To be read: March 9, July 9, November 9
The Abbot should appoint brothers in whose lives and character he has confidence to oversee the property of the monastery’s tools, clothing, and general goods. 2Let him assign to them, as he sees proper, all the articles which must be collected and cared for. 3The Abbot will keep a list of these articles, so that, when the brothers in turn succeed each other in these assigned tasks, he may know what is given and what is returned. 4If anyone, however, fails to handle the goods of the monastery carefully let him be reprimanded, 5and if he does not amend let him come under the discipline of the Rule.
In yesterday’s reading, Benedict instructs the cellarer to “regard all the vessels and goods of the monastery as if they were sacred vessels of the altar…” That sounds a little over the top. Should I consider a mop bucket a sacred vessel? How about a plumber’s helper? If I need either and am blessed to have them, they are a gift. What Benedict is saying there, and what he is instructing in today’s reading are that we should respect all of our possessions as gifts from God and treat them with respect. “All the articles…must be collected and cared for…[and] if anyone…fails to handle the goods of the monastery carefully let him be reprimanded…” If we can truly begin to see that everything we own is actually a gift, and in essence does not really belong to us but is on loan from God, then we can begin to foster an attitude of gratitude toward these goods.
Americans tend toward idolatry of possessions, and as a result they are held captive by those possessions. But Benedict is offering an alternative to that perspective. If we can envision the goods we possess as belonging to God rather than ourselves, then we can loan them without concern, knowing that God gives freely to all. Nor should we grieve their loss when broken or stolen, because God who is faithful and generous beyond measure will provide for our every need. And when we share the good things God has “loaned” to us, then we facilitate their use for the good of the whole community.

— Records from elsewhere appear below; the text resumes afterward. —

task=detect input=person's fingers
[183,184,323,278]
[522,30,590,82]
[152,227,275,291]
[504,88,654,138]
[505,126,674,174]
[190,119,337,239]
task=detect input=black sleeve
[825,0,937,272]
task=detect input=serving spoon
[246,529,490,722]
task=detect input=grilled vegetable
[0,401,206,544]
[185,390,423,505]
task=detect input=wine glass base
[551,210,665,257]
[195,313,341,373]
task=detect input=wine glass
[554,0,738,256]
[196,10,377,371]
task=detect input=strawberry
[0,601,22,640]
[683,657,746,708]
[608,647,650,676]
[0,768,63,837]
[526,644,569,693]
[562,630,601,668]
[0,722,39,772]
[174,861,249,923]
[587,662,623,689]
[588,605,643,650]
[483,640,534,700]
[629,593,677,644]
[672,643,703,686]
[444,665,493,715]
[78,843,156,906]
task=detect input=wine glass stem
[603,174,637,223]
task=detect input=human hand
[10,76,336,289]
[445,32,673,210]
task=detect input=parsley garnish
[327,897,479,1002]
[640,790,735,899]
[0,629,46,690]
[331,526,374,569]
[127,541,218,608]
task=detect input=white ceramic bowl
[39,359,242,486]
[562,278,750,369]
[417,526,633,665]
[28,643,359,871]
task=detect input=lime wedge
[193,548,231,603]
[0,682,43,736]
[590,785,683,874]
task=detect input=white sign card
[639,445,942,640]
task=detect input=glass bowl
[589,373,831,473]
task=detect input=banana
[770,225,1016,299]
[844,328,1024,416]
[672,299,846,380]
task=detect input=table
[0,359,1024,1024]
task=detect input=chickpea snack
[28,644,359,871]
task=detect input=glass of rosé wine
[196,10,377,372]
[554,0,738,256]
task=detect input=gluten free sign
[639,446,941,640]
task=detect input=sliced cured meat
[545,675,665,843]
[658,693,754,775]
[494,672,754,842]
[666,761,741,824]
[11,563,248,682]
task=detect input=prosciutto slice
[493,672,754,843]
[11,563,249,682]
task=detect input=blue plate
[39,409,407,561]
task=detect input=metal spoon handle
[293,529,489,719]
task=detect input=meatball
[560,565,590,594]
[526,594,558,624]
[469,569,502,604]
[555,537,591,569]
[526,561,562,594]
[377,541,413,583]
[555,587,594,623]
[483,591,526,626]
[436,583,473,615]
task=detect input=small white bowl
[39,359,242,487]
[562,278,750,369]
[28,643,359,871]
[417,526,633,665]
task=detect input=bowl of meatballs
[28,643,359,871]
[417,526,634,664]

As St. Benedict stated in chapter 4, “Your way of acting should be different from worldly ways” (v. 20). Rather than stingily hoarding goods for ourselves, as the world would expect us to do, we can learn to treat our possessions as “sacred vessels of the altar”. When we begin to put this lesson to practice, then we can learn to care for the good things God has entrusted to us and be free to share them with all around us who have need. That would be different!